In her unpublished work What Use Are Flowers?, Lorraine Hansberry imagines the world after the end of the world. An elderly man, having rejected society to live as a hermit in a forest for decades, emerges to find that he is the only adult alive. He encounters the aftermath of an undescribed apocalypse—perhaps environmental, or political, or medical. Civilization has vanished; only a few children survive. It is his task to determine which precious bits of the society he rejected, the society he barely remembers, are worth keeping for the world that is to come. The hermit decides that communication is important, and begins to teach the children to speak and understand language. The concept of labor comes next—the idea that through work, natural resources (such as clay) can be converted into tools (such as pots) that can be “used.” And then comes beauty, which turns out to be surprisingly difficult to explain. Confronted by a confused child, he struggles to explain what flowers are for.

What use are flowers? I have been thinking a lot about what flowers are for. I have been feeling, most of the time, more like a flower than a pot. I have been wondering what use I can possibly have.

I always suspected that I am inessential; now I know that it is true. My neighbors are stricken, one by one, by a deadly virus that has no vaccine and no cure.

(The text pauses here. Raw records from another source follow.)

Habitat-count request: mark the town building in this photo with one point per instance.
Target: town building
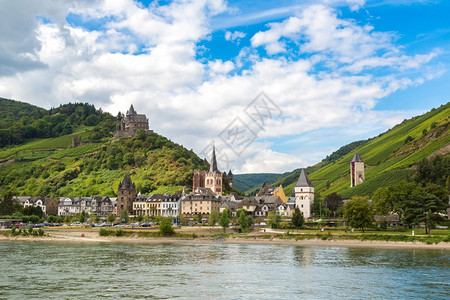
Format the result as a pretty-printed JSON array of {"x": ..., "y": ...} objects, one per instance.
[
  {"x": 102, "y": 206},
  {"x": 230, "y": 177},
  {"x": 201, "y": 201},
  {"x": 211, "y": 179},
  {"x": 51, "y": 206},
  {"x": 126, "y": 195},
  {"x": 170, "y": 206},
  {"x": 131, "y": 123},
  {"x": 356, "y": 170},
  {"x": 304, "y": 194}
]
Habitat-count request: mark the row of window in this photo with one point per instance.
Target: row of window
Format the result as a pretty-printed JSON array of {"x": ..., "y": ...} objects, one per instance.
[{"x": 211, "y": 181}]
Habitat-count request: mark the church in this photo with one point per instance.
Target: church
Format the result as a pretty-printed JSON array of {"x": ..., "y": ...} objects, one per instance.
[
  {"x": 211, "y": 179},
  {"x": 304, "y": 194}
]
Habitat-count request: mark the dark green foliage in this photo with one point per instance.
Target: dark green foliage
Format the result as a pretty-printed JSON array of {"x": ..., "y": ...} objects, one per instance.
[
  {"x": 199, "y": 218},
  {"x": 297, "y": 218},
  {"x": 358, "y": 212},
  {"x": 422, "y": 207},
  {"x": 6, "y": 205},
  {"x": 435, "y": 170},
  {"x": 23, "y": 122},
  {"x": 166, "y": 228},
  {"x": 244, "y": 220},
  {"x": 343, "y": 151},
  {"x": 213, "y": 218},
  {"x": 224, "y": 219},
  {"x": 333, "y": 201}
]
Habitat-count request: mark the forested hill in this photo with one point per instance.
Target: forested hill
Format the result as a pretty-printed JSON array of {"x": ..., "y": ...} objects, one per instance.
[
  {"x": 422, "y": 142},
  {"x": 21, "y": 122},
  {"x": 37, "y": 158}
]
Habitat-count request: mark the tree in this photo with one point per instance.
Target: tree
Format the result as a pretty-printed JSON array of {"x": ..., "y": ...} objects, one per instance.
[
  {"x": 110, "y": 218},
  {"x": 358, "y": 212},
  {"x": 333, "y": 201},
  {"x": 297, "y": 218},
  {"x": 82, "y": 217},
  {"x": 274, "y": 219},
  {"x": 166, "y": 228},
  {"x": 128, "y": 159},
  {"x": 124, "y": 216},
  {"x": 199, "y": 218},
  {"x": 6, "y": 205},
  {"x": 424, "y": 207},
  {"x": 224, "y": 219},
  {"x": 243, "y": 220},
  {"x": 213, "y": 218}
]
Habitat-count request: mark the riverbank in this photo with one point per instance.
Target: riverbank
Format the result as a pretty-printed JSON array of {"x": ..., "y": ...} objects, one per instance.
[{"x": 93, "y": 237}]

The value of our lives is weighed against the weight of the economy; we lose. Our city prepares for a future in which art is unfunded and indefinitely postponed. The public does not mourn. I wonder if my husband, my brother, my father, my mother, my daughter and I are not better off at home. I do not respond to emails. I think about what can be done in isolation.

Drawing of flowers by Lorraine Hansberry while a college student, between 1948 and 1950.

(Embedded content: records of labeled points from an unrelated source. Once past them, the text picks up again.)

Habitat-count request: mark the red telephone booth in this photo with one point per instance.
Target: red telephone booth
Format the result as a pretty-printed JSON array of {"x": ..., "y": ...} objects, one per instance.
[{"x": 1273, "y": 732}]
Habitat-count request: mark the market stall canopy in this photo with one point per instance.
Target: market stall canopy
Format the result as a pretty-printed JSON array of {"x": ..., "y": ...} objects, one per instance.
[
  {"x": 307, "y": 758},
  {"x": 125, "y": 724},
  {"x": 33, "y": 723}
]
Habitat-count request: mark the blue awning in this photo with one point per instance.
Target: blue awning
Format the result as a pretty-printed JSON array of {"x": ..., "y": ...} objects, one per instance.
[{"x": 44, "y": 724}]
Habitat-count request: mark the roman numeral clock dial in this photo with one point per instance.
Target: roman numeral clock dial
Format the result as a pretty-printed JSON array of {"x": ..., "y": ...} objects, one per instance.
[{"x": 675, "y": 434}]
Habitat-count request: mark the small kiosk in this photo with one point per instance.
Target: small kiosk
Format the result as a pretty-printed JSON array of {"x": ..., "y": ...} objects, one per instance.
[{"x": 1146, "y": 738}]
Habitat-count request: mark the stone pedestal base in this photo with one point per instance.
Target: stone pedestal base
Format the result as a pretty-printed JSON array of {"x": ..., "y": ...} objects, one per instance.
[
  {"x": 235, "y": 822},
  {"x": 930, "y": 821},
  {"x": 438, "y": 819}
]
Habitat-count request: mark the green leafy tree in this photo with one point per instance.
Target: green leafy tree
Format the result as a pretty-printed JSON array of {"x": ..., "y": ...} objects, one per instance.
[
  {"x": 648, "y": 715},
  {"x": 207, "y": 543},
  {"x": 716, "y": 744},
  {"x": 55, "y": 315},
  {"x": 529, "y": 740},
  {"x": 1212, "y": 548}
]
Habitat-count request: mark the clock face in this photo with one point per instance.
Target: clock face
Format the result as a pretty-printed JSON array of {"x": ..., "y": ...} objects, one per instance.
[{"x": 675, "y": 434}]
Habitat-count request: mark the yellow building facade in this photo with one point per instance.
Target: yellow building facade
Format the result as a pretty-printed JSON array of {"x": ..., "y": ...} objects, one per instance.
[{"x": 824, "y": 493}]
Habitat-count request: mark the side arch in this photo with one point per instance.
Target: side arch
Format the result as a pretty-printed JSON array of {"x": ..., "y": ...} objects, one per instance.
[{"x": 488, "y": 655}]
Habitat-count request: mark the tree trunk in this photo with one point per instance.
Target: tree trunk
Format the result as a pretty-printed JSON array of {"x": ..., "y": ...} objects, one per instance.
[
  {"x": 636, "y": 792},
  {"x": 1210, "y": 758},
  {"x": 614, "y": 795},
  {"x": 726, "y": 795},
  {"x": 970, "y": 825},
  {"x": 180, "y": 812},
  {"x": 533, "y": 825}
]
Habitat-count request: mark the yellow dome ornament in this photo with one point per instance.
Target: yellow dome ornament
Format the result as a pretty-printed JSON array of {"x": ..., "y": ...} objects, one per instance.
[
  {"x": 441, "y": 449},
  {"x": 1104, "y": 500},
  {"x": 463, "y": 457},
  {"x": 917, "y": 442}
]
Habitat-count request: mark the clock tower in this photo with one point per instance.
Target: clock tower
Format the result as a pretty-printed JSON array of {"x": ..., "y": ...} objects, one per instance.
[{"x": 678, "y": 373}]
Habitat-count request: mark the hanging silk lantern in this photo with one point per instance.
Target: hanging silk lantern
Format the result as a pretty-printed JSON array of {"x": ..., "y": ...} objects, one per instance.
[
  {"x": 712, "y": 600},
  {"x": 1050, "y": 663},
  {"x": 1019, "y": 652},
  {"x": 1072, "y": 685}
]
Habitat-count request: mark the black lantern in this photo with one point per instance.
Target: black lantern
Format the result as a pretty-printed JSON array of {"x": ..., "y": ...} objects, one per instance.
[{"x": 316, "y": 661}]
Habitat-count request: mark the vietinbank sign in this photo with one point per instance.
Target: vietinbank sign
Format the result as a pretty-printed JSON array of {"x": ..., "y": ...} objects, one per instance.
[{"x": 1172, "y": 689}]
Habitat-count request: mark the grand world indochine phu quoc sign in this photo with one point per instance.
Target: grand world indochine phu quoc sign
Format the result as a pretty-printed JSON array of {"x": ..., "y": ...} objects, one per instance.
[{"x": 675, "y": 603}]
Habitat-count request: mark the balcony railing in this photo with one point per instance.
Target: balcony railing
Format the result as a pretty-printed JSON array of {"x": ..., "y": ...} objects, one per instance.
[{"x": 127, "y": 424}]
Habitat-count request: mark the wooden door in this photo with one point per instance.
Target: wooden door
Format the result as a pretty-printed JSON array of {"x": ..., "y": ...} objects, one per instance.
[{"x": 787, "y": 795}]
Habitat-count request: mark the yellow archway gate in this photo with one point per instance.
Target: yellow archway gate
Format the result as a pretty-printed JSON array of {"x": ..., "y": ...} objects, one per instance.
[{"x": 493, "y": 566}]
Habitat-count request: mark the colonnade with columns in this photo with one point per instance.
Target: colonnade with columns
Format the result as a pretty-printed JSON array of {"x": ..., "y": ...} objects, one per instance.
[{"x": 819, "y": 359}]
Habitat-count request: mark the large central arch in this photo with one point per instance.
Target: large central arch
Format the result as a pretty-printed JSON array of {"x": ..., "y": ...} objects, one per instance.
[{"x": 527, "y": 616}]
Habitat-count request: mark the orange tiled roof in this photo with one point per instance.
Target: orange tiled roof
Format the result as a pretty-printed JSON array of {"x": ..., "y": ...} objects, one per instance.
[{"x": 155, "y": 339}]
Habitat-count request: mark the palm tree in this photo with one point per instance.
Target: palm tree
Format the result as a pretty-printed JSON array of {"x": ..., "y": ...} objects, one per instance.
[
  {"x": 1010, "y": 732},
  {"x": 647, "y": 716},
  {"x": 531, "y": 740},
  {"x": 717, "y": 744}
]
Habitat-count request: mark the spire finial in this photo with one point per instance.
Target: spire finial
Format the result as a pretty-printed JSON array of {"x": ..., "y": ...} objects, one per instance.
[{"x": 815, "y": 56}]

Drawing of flowers by Lorraine Hansberry while a college student, between 1948 and 1950.

The value of our lives is weighed against the weight of the economy; we lose.

Steffani Jemison

Like Hansberry’s hermit, I teach. Staring at a digital patchwork of eyes and noses and mouths, trying to figure out what “showing up” means when it plays out on the thinnest possible surface of a screen, trying to learn for them and with them at once. (And by them, I always mean us.) I keep reading. I feel as if I am throwing a fistful of pollen into the wind—it is spring, after all—and hoping something, somehow, will be fertilized. Some-when. Perhaps that something will be a pot, a tool. Perhaps it will be a flower. Can it be both? Will it be neither? How will I know?

Is knowing overrated? What use is throwing, when I am always being thrown? What use is you and me together in a room? What use is you and me together, on the streets? What use is permission? What use are bullhorns? What use are hermits? What use is isolation?

What use is teaching, when learning happens just as well without it? What use is care, when what is essential is always what is at risk? What use is smiling, if no one will see my face? What use is shouting, if no one will hear what I say? What use is sleeping, if I cannot rest? What use is the wind behind my back, if I cannot run without fear? What use is walking? What use is waiting? Really, what use is the sunrise?

“Did someone say despair was a question in the world?” In To Be Young, Gifted and Black, Hansberry easily dismisses such questions as futile. I admit that I had wondered what use is hope, and what use is despair, but I have swallowed these horse-pills. I am letting them grow in me.

What is possible is part of reality too, Hansberry said.

If the world ends today, where will tomorrow begin?

In isolation, I am nurturing the essentials. They will sprout from my throat like flowers.



Steffani Jemison is an artist whose work is in MoMA’s collection. She lives and works in Brooklyn, New York. Her work Promise Machine was performed at MoMA in 2015 on the occasion of the exhibition One-Way Ticket: Jacob Lawrence’s Migration Series and Other Visions of the Great Movement North.